Yor help would be appreciated

Let f(x) = x³ + 3bx² + 3cx + d

a) Show that y =f (x) has two distinct turning points if and only if b² > c

b) If b² > c, show that the vertical distance between the turning points is 4(b² - c) to the power of 3/2
• Jun 14th 2009, 11:50 PM
Rapha
Hi.

Quote:

Originally Posted by Joel
Having real trouble putting these together.

Yor help would be appreciated

Let f(x) = x³ + 3bx² + 3cx + d

a) Show that y =f (x) has two distinct turning points if and only if b² > c

First you need to find f'(x)

\$\displaystyle f'(x) = 3x^2+3*2bx+3c\$

Then you need to find the zeros of f'(x),

so

\$\displaystyle 3x^2+3*2bx+3c = 0\$

Now solve for x and you get the turning points.

This is a quadratic equation, you should be able to find them.

Kind regards
Rapha
• Jun 14th 2009, 11:54 PM
Quote:

Originally Posted by Joel
Having real trouble putting these together.
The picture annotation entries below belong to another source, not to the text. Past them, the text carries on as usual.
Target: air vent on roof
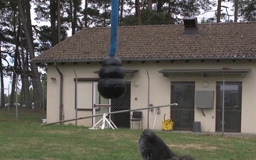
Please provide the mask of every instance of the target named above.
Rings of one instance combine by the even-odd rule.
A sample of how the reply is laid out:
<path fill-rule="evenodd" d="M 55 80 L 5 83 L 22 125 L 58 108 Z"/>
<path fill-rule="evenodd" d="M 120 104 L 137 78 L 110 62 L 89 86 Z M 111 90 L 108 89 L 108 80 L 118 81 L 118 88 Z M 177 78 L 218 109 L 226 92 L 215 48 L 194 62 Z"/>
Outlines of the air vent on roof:
<path fill-rule="evenodd" d="M 184 33 L 186 36 L 198 36 L 198 21 L 196 18 L 183 19 Z"/>

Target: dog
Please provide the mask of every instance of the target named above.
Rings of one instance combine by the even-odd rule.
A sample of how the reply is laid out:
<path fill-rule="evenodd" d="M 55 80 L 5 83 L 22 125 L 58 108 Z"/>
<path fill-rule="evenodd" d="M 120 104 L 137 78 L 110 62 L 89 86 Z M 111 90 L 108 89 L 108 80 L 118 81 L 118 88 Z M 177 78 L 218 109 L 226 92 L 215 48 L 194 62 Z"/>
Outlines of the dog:
<path fill-rule="evenodd" d="M 195 160 L 174 154 L 152 130 L 145 129 L 138 141 L 139 153 L 143 160 Z"/>

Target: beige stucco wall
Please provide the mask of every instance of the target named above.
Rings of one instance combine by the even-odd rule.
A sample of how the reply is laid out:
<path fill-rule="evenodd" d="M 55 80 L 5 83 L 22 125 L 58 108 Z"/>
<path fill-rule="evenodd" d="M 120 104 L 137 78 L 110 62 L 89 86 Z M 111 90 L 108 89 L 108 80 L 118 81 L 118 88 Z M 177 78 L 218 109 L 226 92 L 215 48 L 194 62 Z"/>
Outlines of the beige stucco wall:
<path fill-rule="evenodd" d="M 200 75 L 176 74 L 171 78 L 166 78 L 159 73 L 159 71 L 163 69 L 221 69 L 223 68 L 251 68 L 252 70 L 247 73 L 245 78 L 241 75 L 225 75 L 226 81 L 241 81 L 242 82 L 242 121 L 241 132 L 256 133 L 255 125 L 255 115 L 256 114 L 255 90 L 256 90 L 256 68 L 255 61 L 250 63 L 248 60 L 237 60 L 233 63 L 231 60 L 220 60 L 217 63 L 215 60 L 206 60 L 201 63 L 200 60 L 175 61 L 174 63 L 168 62 L 132 62 L 131 63 L 123 63 L 124 69 L 138 69 L 139 71 L 134 74 L 133 78 L 126 78 L 127 82 L 131 82 L 131 109 L 146 107 L 148 105 L 148 76 L 150 80 L 149 103 L 154 106 L 163 105 L 170 103 L 171 101 L 171 81 L 194 81 L 196 90 L 213 90 L 214 91 L 214 106 L 215 105 L 215 90 L 216 81 L 223 81 L 223 77 L 221 75 L 209 75 L 206 78 Z M 97 78 L 97 75 L 93 71 L 100 68 L 99 63 L 90 64 L 65 63 L 58 65 L 58 67 L 63 74 L 63 105 L 65 119 L 73 119 L 75 115 L 75 70 L 78 78 Z M 56 78 L 56 80 L 50 80 L 51 77 Z M 203 87 L 203 83 L 208 81 L 208 87 Z M 134 87 L 134 83 L 139 83 L 139 87 Z M 80 83 L 79 83 L 80 84 Z M 82 87 L 81 87 L 82 88 Z M 86 90 L 86 95 L 92 95 L 92 89 Z M 60 75 L 53 65 L 49 65 L 48 68 L 48 95 L 47 95 L 47 121 L 53 122 L 59 120 L 59 103 L 60 103 Z M 80 92 L 82 92 L 82 90 Z M 90 97 L 84 103 L 88 107 L 92 107 L 92 98 Z M 79 102 L 78 102 L 79 104 Z M 161 122 L 164 115 L 166 118 L 170 117 L 170 108 L 163 107 L 160 109 L 160 114 L 156 114 L 156 110 L 149 112 L 149 127 L 154 127 L 155 129 L 161 129 Z M 204 110 L 206 116 L 203 116 L 201 110 L 195 109 L 195 121 L 201 122 L 201 130 L 203 132 L 215 132 L 215 107 L 213 110 Z M 91 111 L 79 111 L 78 117 L 91 115 Z M 156 121 L 155 121 L 156 119 Z M 67 122 L 74 124 L 75 122 Z M 155 125 L 154 126 L 154 124 Z M 78 124 L 92 126 L 92 119 L 79 120 Z M 137 123 L 134 127 L 137 128 Z M 143 110 L 143 127 L 147 127 L 147 110 Z"/>

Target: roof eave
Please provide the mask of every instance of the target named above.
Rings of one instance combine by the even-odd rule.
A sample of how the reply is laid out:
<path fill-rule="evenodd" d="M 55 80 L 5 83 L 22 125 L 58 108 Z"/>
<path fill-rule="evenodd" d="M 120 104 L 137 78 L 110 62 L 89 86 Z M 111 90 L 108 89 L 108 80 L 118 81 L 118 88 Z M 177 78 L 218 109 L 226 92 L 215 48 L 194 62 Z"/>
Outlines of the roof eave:
<path fill-rule="evenodd" d="M 161 60 L 255 60 L 256 57 L 200 57 L 200 58 L 121 58 L 122 61 L 161 61 Z M 97 60 L 31 60 L 33 63 L 93 63 L 101 62 L 102 59 Z"/>

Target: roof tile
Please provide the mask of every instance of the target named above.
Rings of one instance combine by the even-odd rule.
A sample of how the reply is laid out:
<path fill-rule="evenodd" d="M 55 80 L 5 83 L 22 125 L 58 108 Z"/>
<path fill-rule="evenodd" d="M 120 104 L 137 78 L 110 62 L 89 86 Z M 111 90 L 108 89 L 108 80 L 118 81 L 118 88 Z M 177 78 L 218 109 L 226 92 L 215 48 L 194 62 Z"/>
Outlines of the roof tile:
<path fill-rule="evenodd" d="M 181 24 L 119 27 L 117 56 L 123 60 L 255 57 L 256 22 L 198 26 L 198 36 L 183 36 Z M 84 28 L 33 61 L 101 60 L 109 51 L 110 31 L 110 28 Z"/>

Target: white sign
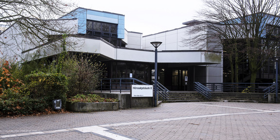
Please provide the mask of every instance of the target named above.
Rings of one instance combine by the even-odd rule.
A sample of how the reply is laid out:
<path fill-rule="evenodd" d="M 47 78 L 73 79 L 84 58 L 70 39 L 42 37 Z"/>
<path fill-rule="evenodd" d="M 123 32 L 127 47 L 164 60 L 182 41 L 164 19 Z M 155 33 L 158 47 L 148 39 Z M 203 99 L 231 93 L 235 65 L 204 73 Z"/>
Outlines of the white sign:
<path fill-rule="evenodd" d="M 188 76 L 185 76 L 185 81 L 188 82 Z"/>
<path fill-rule="evenodd" d="M 153 85 L 131 85 L 132 97 L 153 97 Z"/>

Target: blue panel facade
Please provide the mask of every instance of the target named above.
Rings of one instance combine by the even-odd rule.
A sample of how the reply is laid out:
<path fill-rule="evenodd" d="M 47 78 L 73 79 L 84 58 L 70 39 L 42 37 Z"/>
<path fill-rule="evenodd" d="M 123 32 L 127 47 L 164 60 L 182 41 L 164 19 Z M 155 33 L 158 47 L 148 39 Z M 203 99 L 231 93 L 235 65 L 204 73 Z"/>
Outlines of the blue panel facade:
<path fill-rule="evenodd" d="M 118 38 L 124 38 L 124 16 L 78 8 L 60 18 L 77 18 L 78 34 L 87 33 L 87 19 L 118 24 Z"/>

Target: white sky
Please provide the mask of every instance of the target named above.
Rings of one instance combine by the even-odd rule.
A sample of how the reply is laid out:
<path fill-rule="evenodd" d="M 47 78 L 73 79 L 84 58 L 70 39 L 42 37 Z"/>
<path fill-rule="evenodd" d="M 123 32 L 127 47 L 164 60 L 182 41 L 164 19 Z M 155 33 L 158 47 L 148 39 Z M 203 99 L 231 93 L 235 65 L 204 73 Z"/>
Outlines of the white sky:
<path fill-rule="evenodd" d="M 201 0 L 78 0 L 77 6 L 125 16 L 128 31 L 156 34 L 184 26 L 203 5 Z"/>

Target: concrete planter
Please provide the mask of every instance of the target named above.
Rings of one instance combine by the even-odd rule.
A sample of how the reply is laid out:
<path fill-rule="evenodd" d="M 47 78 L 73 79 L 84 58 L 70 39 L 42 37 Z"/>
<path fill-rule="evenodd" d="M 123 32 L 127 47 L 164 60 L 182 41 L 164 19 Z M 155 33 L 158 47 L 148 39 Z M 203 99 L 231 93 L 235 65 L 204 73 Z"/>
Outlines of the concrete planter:
<path fill-rule="evenodd" d="M 66 109 L 77 112 L 93 112 L 119 110 L 119 102 L 74 103 L 66 102 Z"/>

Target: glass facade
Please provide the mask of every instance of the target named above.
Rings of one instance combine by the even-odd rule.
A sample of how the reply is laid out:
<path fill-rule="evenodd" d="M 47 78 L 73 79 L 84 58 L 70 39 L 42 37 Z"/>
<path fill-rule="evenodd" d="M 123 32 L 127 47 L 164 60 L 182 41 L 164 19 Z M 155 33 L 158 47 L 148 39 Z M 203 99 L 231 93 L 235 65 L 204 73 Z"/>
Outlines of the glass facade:
<path fill-rule="evenodd" d="M 136 78 L 146 83 L 150 83 L 150 65 L 133 62 L 113 62 L 112 63 L 112 78 Z"/>
<path fill-rule="evenodd" d="M 122 47 L 118 45 L 117 26 L 116 24 L 87 20 L 87 35 L 100 37 L 114 46 Z M 120 42 L 122 42 L 121 40 Z"/>

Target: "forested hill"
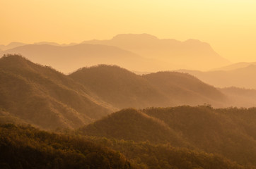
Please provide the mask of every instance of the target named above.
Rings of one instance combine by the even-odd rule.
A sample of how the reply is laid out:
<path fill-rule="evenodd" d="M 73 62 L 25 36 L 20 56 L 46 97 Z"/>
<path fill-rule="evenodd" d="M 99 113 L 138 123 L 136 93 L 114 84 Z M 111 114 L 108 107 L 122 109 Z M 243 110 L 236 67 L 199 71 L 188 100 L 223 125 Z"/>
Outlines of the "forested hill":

Yor help would be appreciated

Let f(x) = x³ + 3bx² + 3cx + d

a) Show that y =f (x) has two distinct turning points if and only if b² > c

b) If b² > c, show that the vertical distance between the turning points is 4(b² - c) to the power of 3/2

(a) \$\displaystyle f(x)=x^3+3bx^2+3cx+d\$

\$\displaystyle f'(x)=3x^2+6bx+3c\$

\$\displaystyle x^2+2bx+c=0 \$

Find the discriminant ...

\$\displaystyle (2b)^2-4(1)(c)\$

\$\displaystyle =4b^2-4c\$

\$\displaystyle =4(b^2-c)>0\$ as we know that \$\displaystyle b^2>c\$

Hence , y=f(x) has 2 distinct turning points .